A Tale of Two Cities
November 23, 2012
in OpenOffice
“When a dog bites a man, that is not news, because it happens so often. But if a man bites a dog, that is news.” That, in the words of John B. Bogart of the New York Sun, is a classic rule of press coverage. The ordinary is not news. The expected is not news. The unusual is news. Of course this can distort our perception of reality, since we’re bombarded by stories of the atypical.
Here is a recent example, of two cities looking at migrations of their desktop office productivity software.
- In September we heard that Leipzig, Germany, population 530,000, decided to drop Microsoft Office and move to OpenOffice for its city council. Already 3,900 of 4,200 PC workstations have migrated.
- In November we heard that Freiburg, Germany, population 230,000, decided to drop OpenOffice.org 3.2.1 and move to Microsoft Office 2010 for its city council. 2000 desktops are part of this move.
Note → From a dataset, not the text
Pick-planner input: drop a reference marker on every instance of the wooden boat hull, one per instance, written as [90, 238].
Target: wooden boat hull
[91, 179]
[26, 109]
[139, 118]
So which is “dog bites man” and which is “man bites dog”? A look at the press coverage tells us:
- Leipzig OpenOffice coverage == 2 articles
- Freiburg OpenOffice coverage == 29 articles
The larger migration away from Microsoft Office in Leipzig was barely covered in the press. But the Freiburg story has had enormous press uptake. By this I take it that moving from Microsoft Office to open source alternatives like OpenOffice is normal, the expected, the non-newsworthy common occurrence. It is “dog bites man”. Moving in the opposite direction, from free software to proprietary is newsworthy because it is so rare. It is “man bites dog”.
This, I think, is encouraging news. We just need to make sure that within the open source community we continue to tell the good news, even if the press does not think it is newsworthy. Yes, we need to understand better why Freiburg failed, and what we can do to improve. But we also need to put this in perspective. This perspective includes other migrations like Leipzig, but also the perspective that in the time it took me to write this blog post we have had more downloads of OpenOffice than were lost in Freiburg.